Nach dem historischen Medaillen-Aus der deutschen Biathlon-Frauenstaffel bei den Olympischen Spielen hat Eurosport-Experte Michael Rösch deutliche Worte gefunden. Der ehemalige Olympiasieger zeigte sich nach der entscheidenden Strafrunde von Franziska Preuß emotional angefasst, hinterfragte jedoch auch die Aufstellung des Deutschen Skiverbandes (DSV) kritisch.

Historisches Tief für deutsche Staffeln

Das Ergebnis markiert einen negativen Meilenstein in der deutschen Biathlon-Geschichte: Erstmals überhaupt blieben bei Olympischen Spielen sowohl die Männer- als auch die Frauen-Staffel ohne Edelmetall. Eingeleitet wurde das Fiasko im Frauenrennen durch Franziska Preuß. Die erfahrene Bayerin, die das DSV-Quartett in Führung liegend übernommen hatte, erlebte am Schießstand ein Drama. Im Stehendanschlag verfehlte sie die Scheiben und musste in die Strafrunde abbiegen – ein Rückschlag, von dem sich das Team nicht mehr erholte.

Rösch leidet mit: „Zu 80 Prozent Kopfsache“

Michael Rösch, der das Rennen als Experte begleitete, zeigte sich nach dem Zieleinlauf „sprachlos und traurig“. Zwar analysierte er die Fakten schonungslos – „Es steht klar auf dem Papier, wer die Strafrunde geschossen hat“ –, doch sein Mitgefühl galt vor allem der Athletin selbst. „Franzi ist das hintenraus jetzt schon mehrfach passiert, das tut mir sehr leid für sie“, so der 40-Jährige. Für ihn ist Biathlon „zu 80 Prozent Kopfsache“, und aus einem solchen mentalen Loch wieder herauszukommen, sei extrem schwierig.

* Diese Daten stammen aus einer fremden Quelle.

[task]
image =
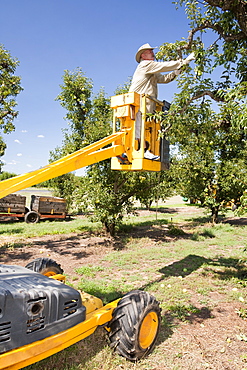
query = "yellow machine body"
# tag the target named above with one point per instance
(129, 113)
(126, 109)
(26, 355)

Dass Preuß nach dem Rennen wortlos in Richtung Hotel flüchtete und Interviews mied, konnte der Ex-Profi vollends nachvollziehen. „Es ist unheimlich schwer, da nochmal über den eigenen Schatten zu springen“, erklärte Rösch und gab zu, in seiner aktiven Zeit ebenfalls das ein oder andere Mal die Mixed Zone gemieden zu haben.

Kritik an der Aufstellung: War Position zwei ein Fehler?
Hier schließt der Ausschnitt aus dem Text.